The posterior is simply proportional to the product of \(L\) and the prior
\[ P(\beta | Data) \propto P(Data | \beta) P(\beta)\]
\[ P(\beta | Data) \propto e^{-\frac{1}{2\sigma^2}\sum_i{(y_i - \beta_0 - \sum_{j=1}^{p} x_{ij} \beta_j)^2} } \prod_{j=1}^{p}e^{-\vert \beta_i \rvert/b}\] again dropping any constants of proportionality that do not depend on the parameters.
Now combine the exponentials:
\[ P(\beta | Data) \propto e^{-\frac{1}{2\sigma^2}\sum_i{(y_i - \beta_0 - \sum_{j=1}^{p} x_{ij} \beta_j)^2} -\sum_{j=1}^{p}\vert \beta_i \rvert/b}\]
The mode of this distribution is the value for the \(\beta_i\) for which the exponent is maximized, which means to find the mode we need to minimize:
\[ \frac{1}{2\sigma^2}\sum_i{(y_i - \beta_0 - \sum_{j=1}^{p} x_{ij} \beta_j)^2} + \sum_{j=1}^{p}\vert \beta_i \rvert/b\] or after multiplying through by \(2 \sigma^2\)

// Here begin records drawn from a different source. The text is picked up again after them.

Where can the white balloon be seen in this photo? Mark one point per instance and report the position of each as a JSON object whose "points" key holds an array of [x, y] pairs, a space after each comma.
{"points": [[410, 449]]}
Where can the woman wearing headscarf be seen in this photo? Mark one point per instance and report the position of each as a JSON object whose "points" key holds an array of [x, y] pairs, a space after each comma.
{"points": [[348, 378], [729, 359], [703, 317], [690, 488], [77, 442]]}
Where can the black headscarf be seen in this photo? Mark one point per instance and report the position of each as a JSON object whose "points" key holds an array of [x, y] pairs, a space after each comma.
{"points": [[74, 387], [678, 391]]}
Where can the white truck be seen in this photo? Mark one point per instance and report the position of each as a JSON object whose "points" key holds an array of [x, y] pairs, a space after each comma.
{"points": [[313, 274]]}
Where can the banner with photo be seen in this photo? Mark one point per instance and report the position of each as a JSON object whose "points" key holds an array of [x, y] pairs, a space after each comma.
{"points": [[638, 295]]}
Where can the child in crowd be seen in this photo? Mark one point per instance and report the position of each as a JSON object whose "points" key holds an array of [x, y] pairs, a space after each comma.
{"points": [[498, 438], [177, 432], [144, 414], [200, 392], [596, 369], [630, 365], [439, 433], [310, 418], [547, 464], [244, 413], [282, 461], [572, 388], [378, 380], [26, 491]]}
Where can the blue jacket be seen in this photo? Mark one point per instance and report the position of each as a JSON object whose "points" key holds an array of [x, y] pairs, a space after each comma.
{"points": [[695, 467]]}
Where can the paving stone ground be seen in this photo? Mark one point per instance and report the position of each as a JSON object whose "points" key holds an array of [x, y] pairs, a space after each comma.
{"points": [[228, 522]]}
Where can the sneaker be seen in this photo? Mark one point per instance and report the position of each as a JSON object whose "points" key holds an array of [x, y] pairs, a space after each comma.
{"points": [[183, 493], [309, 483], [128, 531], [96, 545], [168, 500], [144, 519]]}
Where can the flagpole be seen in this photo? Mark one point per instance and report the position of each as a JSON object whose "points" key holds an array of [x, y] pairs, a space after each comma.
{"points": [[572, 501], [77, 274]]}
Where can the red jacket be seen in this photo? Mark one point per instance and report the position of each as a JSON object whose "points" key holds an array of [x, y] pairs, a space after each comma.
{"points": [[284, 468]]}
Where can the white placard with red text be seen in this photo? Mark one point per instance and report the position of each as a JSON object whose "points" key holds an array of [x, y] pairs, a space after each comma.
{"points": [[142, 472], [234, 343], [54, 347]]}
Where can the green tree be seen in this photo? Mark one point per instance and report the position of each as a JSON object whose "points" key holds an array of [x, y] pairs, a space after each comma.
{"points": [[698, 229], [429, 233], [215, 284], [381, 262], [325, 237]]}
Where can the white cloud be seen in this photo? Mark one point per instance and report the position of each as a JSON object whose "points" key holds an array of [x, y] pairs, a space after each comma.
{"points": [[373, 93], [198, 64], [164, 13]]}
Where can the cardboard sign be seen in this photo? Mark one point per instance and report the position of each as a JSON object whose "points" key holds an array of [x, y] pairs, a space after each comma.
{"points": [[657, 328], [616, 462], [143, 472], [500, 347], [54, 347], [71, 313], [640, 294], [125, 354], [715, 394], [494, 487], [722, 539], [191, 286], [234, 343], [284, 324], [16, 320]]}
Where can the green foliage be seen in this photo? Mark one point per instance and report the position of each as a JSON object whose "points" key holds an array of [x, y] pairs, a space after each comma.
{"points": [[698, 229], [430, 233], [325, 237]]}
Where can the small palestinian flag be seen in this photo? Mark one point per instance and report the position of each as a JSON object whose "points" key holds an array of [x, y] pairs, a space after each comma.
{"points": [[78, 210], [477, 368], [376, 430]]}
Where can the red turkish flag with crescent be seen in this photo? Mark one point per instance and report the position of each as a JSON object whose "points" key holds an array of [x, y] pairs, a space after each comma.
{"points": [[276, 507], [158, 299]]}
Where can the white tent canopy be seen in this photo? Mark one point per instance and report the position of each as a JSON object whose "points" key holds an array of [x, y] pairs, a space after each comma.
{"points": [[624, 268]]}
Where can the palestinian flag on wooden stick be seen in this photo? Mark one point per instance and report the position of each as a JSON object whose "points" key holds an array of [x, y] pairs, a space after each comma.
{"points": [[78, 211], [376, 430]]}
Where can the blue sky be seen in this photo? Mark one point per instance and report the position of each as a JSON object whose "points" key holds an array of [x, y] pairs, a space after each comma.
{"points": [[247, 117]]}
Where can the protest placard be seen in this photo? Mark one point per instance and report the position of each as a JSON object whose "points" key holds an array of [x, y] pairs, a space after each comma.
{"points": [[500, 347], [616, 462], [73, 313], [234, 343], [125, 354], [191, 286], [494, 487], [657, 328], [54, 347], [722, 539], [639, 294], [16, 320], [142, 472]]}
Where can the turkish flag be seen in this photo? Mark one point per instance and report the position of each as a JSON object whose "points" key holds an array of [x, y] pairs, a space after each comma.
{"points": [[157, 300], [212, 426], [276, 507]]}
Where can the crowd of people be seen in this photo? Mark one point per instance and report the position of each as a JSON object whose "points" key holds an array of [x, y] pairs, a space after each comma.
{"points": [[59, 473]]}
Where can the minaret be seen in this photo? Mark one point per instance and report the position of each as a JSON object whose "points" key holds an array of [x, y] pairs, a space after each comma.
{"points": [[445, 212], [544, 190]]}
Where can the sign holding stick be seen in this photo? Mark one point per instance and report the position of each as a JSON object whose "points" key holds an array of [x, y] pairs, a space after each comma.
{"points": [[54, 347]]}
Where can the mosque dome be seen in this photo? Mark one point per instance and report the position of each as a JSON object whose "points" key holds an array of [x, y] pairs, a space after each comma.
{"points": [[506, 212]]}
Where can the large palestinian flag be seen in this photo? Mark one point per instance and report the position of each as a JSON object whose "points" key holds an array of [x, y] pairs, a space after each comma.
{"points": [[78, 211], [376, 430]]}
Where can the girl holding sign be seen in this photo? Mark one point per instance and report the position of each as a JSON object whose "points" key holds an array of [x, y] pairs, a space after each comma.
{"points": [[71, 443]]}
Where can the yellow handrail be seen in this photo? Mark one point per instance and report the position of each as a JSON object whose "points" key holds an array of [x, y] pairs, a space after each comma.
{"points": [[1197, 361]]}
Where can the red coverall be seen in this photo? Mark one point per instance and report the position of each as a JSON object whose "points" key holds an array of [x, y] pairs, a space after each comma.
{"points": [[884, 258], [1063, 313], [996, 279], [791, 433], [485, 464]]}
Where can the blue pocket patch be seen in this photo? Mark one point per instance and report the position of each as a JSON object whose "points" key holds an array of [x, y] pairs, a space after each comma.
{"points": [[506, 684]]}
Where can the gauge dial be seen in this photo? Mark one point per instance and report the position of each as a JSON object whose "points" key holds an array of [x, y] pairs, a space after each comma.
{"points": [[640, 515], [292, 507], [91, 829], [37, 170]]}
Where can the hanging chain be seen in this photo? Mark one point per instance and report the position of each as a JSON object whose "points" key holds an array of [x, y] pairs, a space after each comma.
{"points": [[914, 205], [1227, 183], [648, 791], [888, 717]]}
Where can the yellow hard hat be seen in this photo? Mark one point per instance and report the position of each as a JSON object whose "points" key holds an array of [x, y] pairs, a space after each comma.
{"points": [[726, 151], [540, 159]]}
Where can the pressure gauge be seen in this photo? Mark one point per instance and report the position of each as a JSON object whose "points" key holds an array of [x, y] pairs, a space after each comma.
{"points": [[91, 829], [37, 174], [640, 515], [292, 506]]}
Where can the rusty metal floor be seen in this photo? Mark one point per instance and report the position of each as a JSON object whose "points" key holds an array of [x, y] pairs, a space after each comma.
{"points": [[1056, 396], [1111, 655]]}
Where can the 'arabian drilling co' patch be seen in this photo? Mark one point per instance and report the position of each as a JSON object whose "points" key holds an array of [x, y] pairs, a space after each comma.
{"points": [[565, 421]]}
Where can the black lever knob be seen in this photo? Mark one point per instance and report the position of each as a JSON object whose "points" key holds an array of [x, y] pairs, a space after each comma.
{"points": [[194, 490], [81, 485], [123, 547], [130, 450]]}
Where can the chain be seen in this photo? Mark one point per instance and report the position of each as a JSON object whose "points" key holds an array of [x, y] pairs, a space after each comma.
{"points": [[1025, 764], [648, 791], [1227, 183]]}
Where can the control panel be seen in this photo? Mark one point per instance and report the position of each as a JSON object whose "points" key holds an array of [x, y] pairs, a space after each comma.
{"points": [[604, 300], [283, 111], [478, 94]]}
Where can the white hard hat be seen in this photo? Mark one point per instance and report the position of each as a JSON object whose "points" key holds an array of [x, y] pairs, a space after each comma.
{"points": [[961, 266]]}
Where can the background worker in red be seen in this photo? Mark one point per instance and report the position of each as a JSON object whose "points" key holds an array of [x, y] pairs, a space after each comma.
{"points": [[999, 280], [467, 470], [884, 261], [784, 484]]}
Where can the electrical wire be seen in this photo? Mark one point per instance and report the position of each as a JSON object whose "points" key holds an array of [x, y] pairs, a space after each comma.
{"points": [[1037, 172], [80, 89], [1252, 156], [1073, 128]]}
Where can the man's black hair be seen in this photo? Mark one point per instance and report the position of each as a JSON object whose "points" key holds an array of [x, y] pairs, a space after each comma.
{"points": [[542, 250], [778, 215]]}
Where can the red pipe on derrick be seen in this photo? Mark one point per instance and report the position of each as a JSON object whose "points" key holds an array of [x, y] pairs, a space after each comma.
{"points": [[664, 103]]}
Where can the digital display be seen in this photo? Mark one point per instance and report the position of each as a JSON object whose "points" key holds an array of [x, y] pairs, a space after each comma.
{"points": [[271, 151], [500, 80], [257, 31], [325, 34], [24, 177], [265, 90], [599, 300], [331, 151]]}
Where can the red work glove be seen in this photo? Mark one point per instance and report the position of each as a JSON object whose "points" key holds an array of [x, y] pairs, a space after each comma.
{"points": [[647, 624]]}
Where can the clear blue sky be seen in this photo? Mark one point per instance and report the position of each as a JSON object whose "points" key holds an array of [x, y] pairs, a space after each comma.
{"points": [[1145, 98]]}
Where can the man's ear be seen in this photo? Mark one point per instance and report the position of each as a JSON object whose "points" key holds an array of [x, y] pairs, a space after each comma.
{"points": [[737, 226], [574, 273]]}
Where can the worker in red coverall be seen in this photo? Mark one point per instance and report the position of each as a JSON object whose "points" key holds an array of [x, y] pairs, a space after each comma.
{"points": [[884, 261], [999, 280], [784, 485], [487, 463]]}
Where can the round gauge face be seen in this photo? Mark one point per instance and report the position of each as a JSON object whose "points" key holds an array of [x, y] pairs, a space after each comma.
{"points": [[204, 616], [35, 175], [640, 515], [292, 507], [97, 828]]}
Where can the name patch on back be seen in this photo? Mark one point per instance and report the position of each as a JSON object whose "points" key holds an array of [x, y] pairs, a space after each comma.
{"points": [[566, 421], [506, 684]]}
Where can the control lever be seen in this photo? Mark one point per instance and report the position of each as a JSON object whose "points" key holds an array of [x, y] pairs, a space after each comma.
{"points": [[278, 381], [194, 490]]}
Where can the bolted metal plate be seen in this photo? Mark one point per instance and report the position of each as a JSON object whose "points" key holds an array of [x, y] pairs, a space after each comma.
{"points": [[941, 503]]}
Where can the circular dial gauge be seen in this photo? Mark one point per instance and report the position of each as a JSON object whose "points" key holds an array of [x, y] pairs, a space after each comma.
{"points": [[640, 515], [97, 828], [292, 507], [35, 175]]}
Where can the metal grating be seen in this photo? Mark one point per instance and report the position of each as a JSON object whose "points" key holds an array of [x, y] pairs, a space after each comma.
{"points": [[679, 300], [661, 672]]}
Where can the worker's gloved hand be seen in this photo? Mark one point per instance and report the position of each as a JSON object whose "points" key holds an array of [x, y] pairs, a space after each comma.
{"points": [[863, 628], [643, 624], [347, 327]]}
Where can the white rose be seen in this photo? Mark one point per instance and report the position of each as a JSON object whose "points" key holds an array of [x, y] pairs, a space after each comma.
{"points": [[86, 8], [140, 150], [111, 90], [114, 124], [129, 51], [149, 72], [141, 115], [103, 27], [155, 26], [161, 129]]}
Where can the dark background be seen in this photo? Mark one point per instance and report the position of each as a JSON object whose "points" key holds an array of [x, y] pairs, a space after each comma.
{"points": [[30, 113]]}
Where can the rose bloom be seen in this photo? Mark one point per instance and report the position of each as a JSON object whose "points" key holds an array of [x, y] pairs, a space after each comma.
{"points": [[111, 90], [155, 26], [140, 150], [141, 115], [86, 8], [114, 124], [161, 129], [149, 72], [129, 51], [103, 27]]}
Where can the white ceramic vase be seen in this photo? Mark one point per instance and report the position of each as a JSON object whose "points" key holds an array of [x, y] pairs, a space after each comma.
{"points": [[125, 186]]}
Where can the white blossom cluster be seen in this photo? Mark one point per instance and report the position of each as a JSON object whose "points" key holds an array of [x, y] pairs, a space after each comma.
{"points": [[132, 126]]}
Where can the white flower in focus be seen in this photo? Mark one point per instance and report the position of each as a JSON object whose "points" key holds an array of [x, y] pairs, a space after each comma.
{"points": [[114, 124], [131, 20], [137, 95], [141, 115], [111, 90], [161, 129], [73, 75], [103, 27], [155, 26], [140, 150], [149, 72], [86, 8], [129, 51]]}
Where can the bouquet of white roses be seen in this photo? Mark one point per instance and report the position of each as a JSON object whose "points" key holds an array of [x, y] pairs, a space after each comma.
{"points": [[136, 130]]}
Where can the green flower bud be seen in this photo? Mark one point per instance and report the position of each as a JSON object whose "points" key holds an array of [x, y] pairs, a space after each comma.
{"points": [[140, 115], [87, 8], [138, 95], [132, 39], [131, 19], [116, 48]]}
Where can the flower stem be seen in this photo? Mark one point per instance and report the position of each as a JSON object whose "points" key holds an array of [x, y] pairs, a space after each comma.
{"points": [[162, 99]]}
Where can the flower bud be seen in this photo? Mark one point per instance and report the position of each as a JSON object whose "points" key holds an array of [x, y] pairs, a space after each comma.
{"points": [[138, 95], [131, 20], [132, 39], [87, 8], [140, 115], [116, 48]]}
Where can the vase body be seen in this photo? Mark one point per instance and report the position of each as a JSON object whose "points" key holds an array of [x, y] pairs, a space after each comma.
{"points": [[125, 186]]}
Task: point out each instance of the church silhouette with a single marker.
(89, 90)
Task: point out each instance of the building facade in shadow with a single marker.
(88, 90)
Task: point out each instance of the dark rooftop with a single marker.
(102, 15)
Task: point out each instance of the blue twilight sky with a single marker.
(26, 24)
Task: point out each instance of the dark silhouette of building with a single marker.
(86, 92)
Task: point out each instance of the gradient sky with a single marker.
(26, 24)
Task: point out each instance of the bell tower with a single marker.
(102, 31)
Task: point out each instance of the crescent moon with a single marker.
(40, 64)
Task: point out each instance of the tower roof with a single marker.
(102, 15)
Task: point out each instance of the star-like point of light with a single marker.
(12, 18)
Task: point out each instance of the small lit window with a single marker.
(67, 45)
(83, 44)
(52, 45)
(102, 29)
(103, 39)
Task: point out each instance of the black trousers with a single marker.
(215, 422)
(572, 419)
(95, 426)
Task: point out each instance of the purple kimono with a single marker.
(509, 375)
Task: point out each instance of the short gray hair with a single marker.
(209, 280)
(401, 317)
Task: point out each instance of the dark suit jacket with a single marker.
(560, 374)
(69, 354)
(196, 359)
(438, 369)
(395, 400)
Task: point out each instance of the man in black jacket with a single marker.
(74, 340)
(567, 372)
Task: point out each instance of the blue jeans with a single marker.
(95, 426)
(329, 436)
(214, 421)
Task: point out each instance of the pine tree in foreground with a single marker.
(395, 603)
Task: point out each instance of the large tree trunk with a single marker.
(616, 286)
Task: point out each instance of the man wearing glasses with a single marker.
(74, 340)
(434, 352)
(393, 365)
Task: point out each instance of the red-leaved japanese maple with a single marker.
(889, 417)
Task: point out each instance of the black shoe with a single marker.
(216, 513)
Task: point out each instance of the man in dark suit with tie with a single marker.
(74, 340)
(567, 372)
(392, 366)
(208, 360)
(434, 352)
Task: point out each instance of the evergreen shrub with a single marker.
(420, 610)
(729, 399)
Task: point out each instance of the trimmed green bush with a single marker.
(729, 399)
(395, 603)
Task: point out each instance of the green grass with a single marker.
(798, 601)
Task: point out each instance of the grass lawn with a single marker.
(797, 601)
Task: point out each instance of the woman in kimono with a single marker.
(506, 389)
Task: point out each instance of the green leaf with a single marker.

\[ \sum_i{(y_i - \beta_0 - \sum_{j=1}^{p} x_{ij} \beta_j)^2} + \sum_{j=1}^{p} 2\sigma^2 \vert \beta_i \rvert/b\]
This is the same form as 6.7
I think it should be clear that if you work throuhg the exact same steps with prior (for each \(\beta_i\)) \(e^{-\frac{\beta_i^2}{2 c}}\) you end up with the posterior:
\[ e^{- \frac{1}{2\sigma^2}\sum_i{(y_i - \beta_0 - \sum_{j=1}^{p} x_{ij} \beta_j)^2} -\sum_{j=1}^{p} \frac{\beta_i^2}{2 c}}\]
And to find the to find the mode of the posterior, to finding the minimum of:
\[ \sum_i{(y_i - \beta_0 - \sum_{j=1}^{p} x_{ij} \beta_j)^2} + \sum_{j=1}^{p} \frac{\sigma^2}{c}\beta_i^2\] which is of the same form as 6.5. That this mode is also the mean follows since the posterior in this case is a multinormal distribution in \(\beta_i\) (it’s quadratic)